"Creen que dialogar es sonreír".

Fernando Sánchez es uno de los fundadores del ARI y trabaja con Elisa Carrió desde 1995. En la presentación de la lista, Lilita destacó que fue uno de los que colaboró en la Comisión de Lavado "con riesgo de su propia vida". Con 35 años, es la cabeza de la lista de legisladores porteños del Acuerdo Cívico y Social en Capital.
En diálogo con Página/12, explica con un tono muy calmo sus cuestionamientos a la "política light" del PRO y a las "soluciones tecnocráticas" de la gestión de Mauricio Macri. "Su visión es entre tecnocrática y prejuiciosa", asegura.

–¿Cómo ve la gestión de Macri?

–Regular, sería generoso. Macri tiene una visión de la administración que es entre tecnocrática y prejuiciosa. Las soluciones no son tecnocráticas: tenés que negociar con los sindicatos, con la oposición, con una realidad presupuestaria. Si querés solucionar el conflicto docente, no tenés nunca que partir de decirles a los docentes que son vagos. Muchísima gente usa el sistema público de salud y él no le da la importancia que requiere. La utilizó como un área experimental, cuando es vital para la ciudad. Con los empleados públicos, llegó y planteó como un efecto de marketing que iba a echar dos mil ñoquis. No, no son dos mil. Por ahí hay más. Pero de los que echó no son todos ñoquis. Echarlos así no le hace bien a la ciudad.

–¿La Coalición Cívica tendría que hacer una autocrítica por haber votado la intervención de la Obsba?

–Para nada. Había causales para la intervención: un desmanejo y un vaciamiento. Teníamos que hacerlo, pero pusimos condiciones: evitamos que saliera por DNU, impusimos la auditoría y la comisión de seguimiento, que después no se llevaron adelante.

–Por eso: como mínimo, ¿no fueron ingenuos?

–No, no somos ingenuos. Esas condiciones estaban en una ley. En tal caso, habría que preguntarle a Gabriela Michetti por qué no se cumplieron esas dos condiciones que daban transparencia. Nosotros denunciamos a la Justicia las irregularidades y el macrismo no los acompañó. Así que el rol no fue el mismo. Y el kirchnerismo, entre otras leyes complicadas, votó la salida de la intervención de la Obsba, que nosotros no la votamos porque no cumplía con la desregulación.

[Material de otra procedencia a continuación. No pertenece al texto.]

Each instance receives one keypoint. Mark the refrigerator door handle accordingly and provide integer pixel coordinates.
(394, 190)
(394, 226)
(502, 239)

–¿Por qué votaron el último presupuesto de la ciudad, al que se le cuestionaba el recorte al área social?

–Se hizo lo que se tenía que hacer. Logramos bajar los aumentos de impuestos injustificados, como el de consumo con tarjetas de crédito y, lo peor de todo, la eliminación de exenciones de ABL para jubilados. Pensamos que le faltaba énfasis presupuestario a Salud y Educación. De todas formas, lo peor hoy no es eso sino la subejecución de esas áreas.

–¿Michetti no debería haber renunciado?

–En términos institucionales, tenía que renunciar. Pero deja en fragilidad institucional a la ciudad. Gabriela abandonó, a desgano, el diálogo con nuestras fuerzas. Está donde no quiere estar y no resistió lo que debió haber resistido.

–Michetti dice que Carrió tiene "formas viejas de hacer política".

–Ellos creen que dialogar es sonreír y estar bien con todo el mundo. Nosotros creemos que dialogar es tener un debate, aunque sea áspero, en beneficio de la ciudad. Por ejemplo, yo me llevo muy bien con Paula Bertol, pero a Paula no se le cae una crítica. Eso es política light.

–¿Carrió va a renunciar a su banca en 2011?

–Ella va a ser presidenta en 2011. Y si tiene que hacer campaña un año y no estafar al electorado, hará lo que sea mejor.

–¿Está cómodo compartiendo la lista con un hombre del Coti Nosiglia?

–Son los candidatos que el radicalismo consideró como los mejores.

–¿Adrián Pérez va a ser candidato a jefe de Gobierno en 2011?

–Adrián es el mejor candidato a jefe de Gobierno. En el proyecto está Alfonso (Prat Gay), Enrique (Olivera), Adrián y estoy yo. Queremos construir un proyecto alternativo en la ciudad, que sea superador del macrismo.